Molinet was best known as a writer of poetry and of political treatises that espoused the authorized views of the Court of Burgundy. Yet he was in regular correspondence with composers such as Busnois and Compère, and he clearly also knew Ockeghem—one of his two epitaphs on Ockeghem’s death, Nymphes des bois— was set to music by Josquin Desprez. Tart ara mon cuer is the only surviving song that can definitively be attribute to Molinet, but its lively manner made it one of the most popular songs of the age.
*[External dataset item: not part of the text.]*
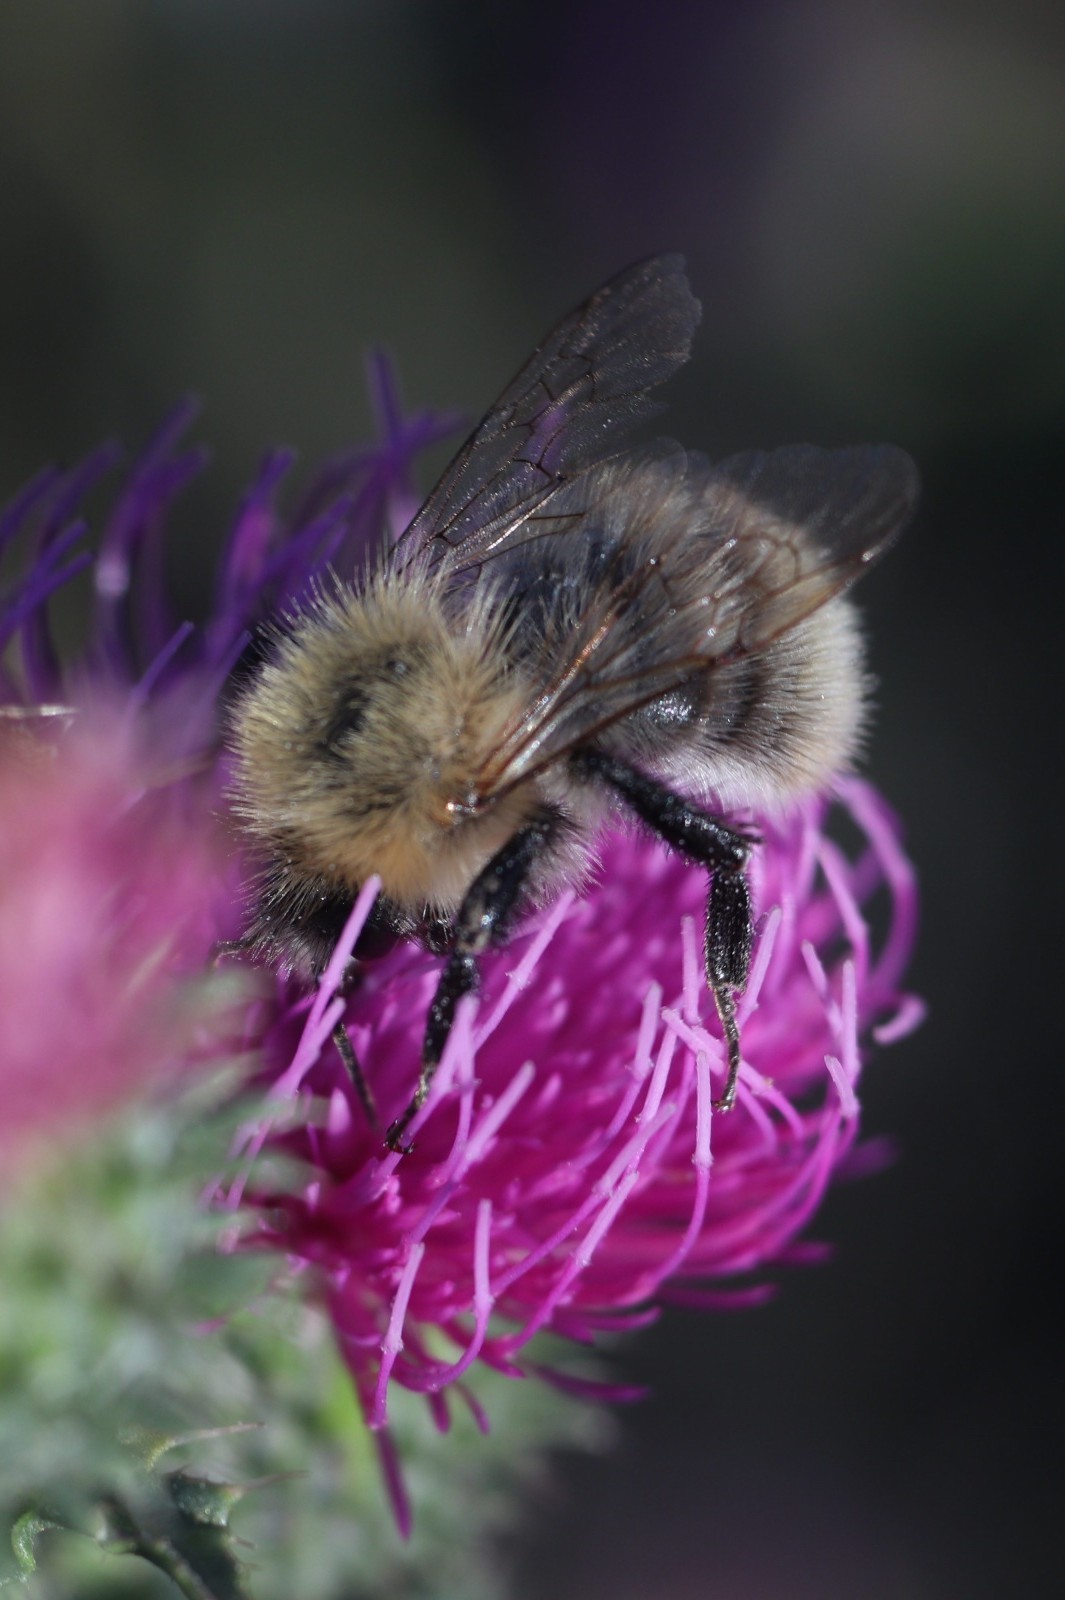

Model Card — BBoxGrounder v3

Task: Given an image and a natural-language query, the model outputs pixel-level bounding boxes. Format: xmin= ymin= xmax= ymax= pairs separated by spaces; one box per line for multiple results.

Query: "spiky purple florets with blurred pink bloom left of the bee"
xmin=0 ymin=360 xmax=453 ymax=1160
Despite being the unchallenged pre- eminent French composer around 1500 and arguably the greatest single influence on composers throughout the 16th century, tantalizingly little is known of Josquin’s life. He appears to have been mainly in Milan from 1459-1479, was in the Papal chapel 1486-1495, was chapel-master to the Duke of Ferrara 1503-1504, and then spent his remaining years as provost of Notre Dame, Condé. As Martin Luther said of him, he is “the master of the notes, which must express what he desires; on the other hand, other composers must do what the notes dictate.”
Josquin used the most extraordinary array of devices in his music: the melodic use of liturgical chant; use of ‘cantus firmus’ for its symbolic significance; canonic doubling of the ‘tenor’ to give greater prominence and weight to the chant; and the quotation of secular melodies for reasons of associative significance. But it is in his treatment of words that his contribution was most radical—not only did he play a major part in focusing attention on the natural rhythm and inflection of a text, but he also stressed the importance of rhetoric. For example, dramatic changes of texture would automatically draw the listener’s attention to a new phrase and make it clearly audible. It is this submission of compositional procedures to the meaning and requirement of texts that is Josquin’s chief legacy to following generations.
A note on the poetry
Almost all the poems set to music in tonight’s concert use two of the long- established poetic forms of the Middle Ages, namely the Rondeau and the Virelai. In the interests of presenting the widest possible musical selection from the Chansonnier, the Orlando Consort has omitted verses from a few of the songs, but for guidance the characteristics of the poetic forms can be summarised as follows:
The rondeau contains 4 elements which were set in the following musical form: AB AA AB AB. In the poetic form, the first and last AB sections would be identical, while the third A would also repeat the first one. As an example of this, the full form will be heard in La plus grant chière.
The virelai employs a musical structure ABBAA, where the first and last A’s have the same text. As an example of this, the full form will be heard in Ja que li ne s’i attende.